Se trata de los llamados “pegamentos moleculares”, compuestos diseñados para unir proteínas entre sí con el objetivo de bloquearlas o provocar su destrucción.
La idea fue desarrollada por el biólogo químico Gregory Verdine, investigador de la Universidad de Harvard, quien planteó la posibilidad de adherir químicamente proteínas dañinas a otras moléculas capaces de neutralizarlas.
Años después, esa propuesta se convirtió en la base de una nueva generación de medicamentos y llamó la atención de la industria farmacéutica.
Uno de los desarrollos más avanzados pertenece a la empresa biotecnológica Revolution Medicines (RevMed), que adquirió la tecnología en 2018. La compañía informó recientemente que su medicamento experimental daraxonrasib logró duplicar el tiempo de supervivencia habitual en pacientes con formas agresivas de cáncer de páncreas, aunque todavía se esperan los resultados completos de los ensayos clínicos.
Cómo funciona un “pegamento molecular”
A diferencia de muchos tratamientos tradicionales, estos medicamentos no buscan simplemente bloquear una proteína específica.
Su mecanismo consiste en actuar como un puente biológico.
Una parte de la molécula se une a una proteína sana y la otra a una proteína implicada en la enfermedad.
De esta forma, la proteína beneficiosa puede impedir la actividad de la proteína dañina o favorecer su eliminación.
Algunos de estos compuestos pertenecen a una categoría conocida como degradadores moleculares, cuyo objetivo es marcar las proteínas problemáticas para que el propio organismo las destruya.
Los investigadores consideran que esta estrategia podría abrir la puerta al tratamiento de proteínas que durante años fueron consideradas imposibles de atacar con medicamentos convencionales.
Una carrera multimillonaria
El potencial de esta tecnología ha desencadenado una intensa competencia entre compañías biotecnológicas y farmacéuticas.
Empresas como Novartis, Roche y Eli Lilly han firmado acuerdos de colaboración con desarrolladores especializados en pegamentos moleculares para acelerar la investigación de nuevos tratamientos.
Uno de los casos más destacados es el de Monte Rosa Therapeutics, una compañía con sede en Boston que ha alcanzado acuerdos valorados potencialmente en más de 10.000 millones de dólares para desarrollar terapias destinadas a diferentes enfermedades.
Según reportes citados por Bloomberg Línea, el valor de mercado de varias empresas vinculadas a esta tecnología se ha disparado durante el último año debido a las expectativas generadas por los avances clínicos.
Más allá del cáncer de páncreas
El interés por estos tratamientos no se limita a un único tipo de tumor.
La empresa japonesa Astellas Pharma desarrolla actualmente un degradador molecular dirigido a determinados pacientes con cáncer de páncreas y de pulmón.
Por su parte, Halda Therapeutics ha desarrollado una terapia experimental para el cáncer de próstata avanzado basada en un mecanismo similar.

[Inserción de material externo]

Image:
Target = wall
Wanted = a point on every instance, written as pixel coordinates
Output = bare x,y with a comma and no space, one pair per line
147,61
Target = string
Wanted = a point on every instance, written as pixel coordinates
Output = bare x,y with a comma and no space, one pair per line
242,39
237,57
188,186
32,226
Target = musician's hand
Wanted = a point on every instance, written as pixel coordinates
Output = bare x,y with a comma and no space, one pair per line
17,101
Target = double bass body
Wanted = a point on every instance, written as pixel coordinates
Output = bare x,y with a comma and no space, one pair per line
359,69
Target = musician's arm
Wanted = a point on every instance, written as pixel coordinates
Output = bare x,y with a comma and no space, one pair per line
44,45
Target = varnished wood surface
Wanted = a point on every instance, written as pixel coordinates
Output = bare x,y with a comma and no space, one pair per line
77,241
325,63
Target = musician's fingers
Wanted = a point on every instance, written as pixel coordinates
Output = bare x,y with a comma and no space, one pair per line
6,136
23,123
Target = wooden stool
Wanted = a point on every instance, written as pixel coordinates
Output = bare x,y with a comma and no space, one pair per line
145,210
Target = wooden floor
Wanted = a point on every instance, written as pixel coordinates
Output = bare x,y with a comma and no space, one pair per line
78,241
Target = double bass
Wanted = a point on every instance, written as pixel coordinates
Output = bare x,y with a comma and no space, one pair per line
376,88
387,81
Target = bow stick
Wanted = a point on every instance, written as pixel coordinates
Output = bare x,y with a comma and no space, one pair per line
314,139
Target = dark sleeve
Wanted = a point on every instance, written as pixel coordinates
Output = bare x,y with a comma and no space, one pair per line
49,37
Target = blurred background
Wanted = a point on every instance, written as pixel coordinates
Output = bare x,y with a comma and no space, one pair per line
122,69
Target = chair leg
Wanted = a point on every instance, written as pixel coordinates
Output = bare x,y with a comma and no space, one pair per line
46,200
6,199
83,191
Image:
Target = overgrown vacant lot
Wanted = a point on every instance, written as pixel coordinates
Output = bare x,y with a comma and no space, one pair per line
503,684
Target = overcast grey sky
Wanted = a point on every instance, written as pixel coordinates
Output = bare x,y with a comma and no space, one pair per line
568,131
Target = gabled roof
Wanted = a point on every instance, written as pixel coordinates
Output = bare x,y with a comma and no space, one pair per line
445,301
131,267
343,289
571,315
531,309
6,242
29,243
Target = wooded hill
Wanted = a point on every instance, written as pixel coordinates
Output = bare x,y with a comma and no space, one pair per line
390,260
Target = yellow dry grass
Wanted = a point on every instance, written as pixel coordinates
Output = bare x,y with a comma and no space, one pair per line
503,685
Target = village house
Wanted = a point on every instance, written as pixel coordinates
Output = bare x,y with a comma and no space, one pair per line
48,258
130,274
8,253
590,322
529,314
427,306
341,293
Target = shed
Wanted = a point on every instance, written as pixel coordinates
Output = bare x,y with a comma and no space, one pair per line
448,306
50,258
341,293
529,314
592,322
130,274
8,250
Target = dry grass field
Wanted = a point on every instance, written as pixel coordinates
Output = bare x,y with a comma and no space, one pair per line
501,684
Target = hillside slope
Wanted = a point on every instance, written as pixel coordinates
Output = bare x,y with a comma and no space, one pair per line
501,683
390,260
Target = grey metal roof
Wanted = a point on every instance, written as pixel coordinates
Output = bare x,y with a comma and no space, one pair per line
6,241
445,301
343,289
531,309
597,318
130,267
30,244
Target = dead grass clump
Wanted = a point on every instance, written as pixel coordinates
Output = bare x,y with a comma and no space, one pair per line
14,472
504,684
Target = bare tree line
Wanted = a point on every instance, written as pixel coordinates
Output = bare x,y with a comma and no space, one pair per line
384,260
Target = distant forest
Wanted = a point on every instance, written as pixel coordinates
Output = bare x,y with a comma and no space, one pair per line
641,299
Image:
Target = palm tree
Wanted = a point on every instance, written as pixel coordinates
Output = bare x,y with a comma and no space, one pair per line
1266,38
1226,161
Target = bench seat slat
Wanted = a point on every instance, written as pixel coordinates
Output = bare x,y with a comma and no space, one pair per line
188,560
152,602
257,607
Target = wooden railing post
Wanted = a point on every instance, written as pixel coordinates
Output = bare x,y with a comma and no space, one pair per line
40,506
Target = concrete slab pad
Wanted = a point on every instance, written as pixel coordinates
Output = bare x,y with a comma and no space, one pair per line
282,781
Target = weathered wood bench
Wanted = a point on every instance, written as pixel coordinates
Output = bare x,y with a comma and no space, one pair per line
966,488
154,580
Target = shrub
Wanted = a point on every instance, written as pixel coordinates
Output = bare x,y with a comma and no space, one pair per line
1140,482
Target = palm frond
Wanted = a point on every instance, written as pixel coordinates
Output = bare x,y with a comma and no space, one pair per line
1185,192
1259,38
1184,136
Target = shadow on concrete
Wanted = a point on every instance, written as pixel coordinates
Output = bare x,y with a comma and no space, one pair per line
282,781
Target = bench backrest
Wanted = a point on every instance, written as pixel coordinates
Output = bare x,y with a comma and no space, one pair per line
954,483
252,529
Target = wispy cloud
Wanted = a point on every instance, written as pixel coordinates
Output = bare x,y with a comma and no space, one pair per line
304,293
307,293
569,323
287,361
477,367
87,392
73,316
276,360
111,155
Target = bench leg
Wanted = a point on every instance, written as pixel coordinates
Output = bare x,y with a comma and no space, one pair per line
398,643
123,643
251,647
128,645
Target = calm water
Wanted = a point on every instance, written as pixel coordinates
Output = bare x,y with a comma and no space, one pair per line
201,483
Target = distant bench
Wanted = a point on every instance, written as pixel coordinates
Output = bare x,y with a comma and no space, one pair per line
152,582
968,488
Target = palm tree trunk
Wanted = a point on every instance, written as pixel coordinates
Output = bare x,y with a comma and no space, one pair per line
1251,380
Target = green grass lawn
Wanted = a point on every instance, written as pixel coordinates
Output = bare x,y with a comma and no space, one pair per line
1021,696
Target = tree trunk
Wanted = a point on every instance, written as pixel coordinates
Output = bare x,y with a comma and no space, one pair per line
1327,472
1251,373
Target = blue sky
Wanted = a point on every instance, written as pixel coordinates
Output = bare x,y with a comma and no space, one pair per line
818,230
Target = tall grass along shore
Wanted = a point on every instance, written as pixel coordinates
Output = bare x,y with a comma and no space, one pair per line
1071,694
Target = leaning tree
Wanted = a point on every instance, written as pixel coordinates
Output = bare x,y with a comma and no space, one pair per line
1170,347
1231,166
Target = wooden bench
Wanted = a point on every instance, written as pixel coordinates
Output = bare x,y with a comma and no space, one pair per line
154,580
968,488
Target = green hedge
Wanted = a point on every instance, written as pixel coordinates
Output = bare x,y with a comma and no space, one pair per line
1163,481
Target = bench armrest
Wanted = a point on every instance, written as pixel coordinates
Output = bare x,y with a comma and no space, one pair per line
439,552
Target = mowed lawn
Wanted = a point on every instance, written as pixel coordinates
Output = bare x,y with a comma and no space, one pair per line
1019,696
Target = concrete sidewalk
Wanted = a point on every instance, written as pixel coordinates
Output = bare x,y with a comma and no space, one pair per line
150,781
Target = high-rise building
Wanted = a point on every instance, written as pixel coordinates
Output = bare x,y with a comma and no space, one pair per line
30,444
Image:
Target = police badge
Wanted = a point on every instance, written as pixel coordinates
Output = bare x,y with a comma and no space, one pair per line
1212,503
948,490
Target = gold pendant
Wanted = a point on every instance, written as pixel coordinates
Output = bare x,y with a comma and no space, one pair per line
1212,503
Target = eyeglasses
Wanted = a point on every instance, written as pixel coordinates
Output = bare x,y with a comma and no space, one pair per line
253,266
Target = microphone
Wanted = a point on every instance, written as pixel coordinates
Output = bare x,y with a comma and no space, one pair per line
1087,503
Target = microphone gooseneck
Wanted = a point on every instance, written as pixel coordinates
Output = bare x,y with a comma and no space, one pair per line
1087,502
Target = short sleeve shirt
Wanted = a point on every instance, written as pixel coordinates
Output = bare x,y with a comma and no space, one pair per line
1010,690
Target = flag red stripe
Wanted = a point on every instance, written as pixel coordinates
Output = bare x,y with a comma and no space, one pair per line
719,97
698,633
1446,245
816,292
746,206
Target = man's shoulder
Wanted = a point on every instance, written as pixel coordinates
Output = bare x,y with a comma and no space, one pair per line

La compañía fue adquirida por Johnson & Johnson por unos 3.050 millones de dólares.
Los investigadores creen que la misma tecnología podría utilizarse en el futuro para abordar otras enfermedades complejas, incluidas patologías neurológicas y trastornos inmunológicos.
Una promesa que aún debe demostrar su alcance
Aunque los resultados iniciales han despertado entusiasmo, los especialistas recuerdan que muchos de estos tratamientos continúan en fases experimentales y todavía deben superar estudios clínicos más amplios para confirmar su eficacia y seguridad.
La historia de los pegamentos moleculares ilustra cómo una idea surgida en un laboratorio académico puede transformarse en una de las apuestas más ambiciosas de la medicina moderna.
Por ahora, los científicos observan con cautela. Pero si los resultados se mantienen, esta estrategia podría convertirse en una nueva herramienta para enfrentar algunos de los cánceres más difíciles de tratar.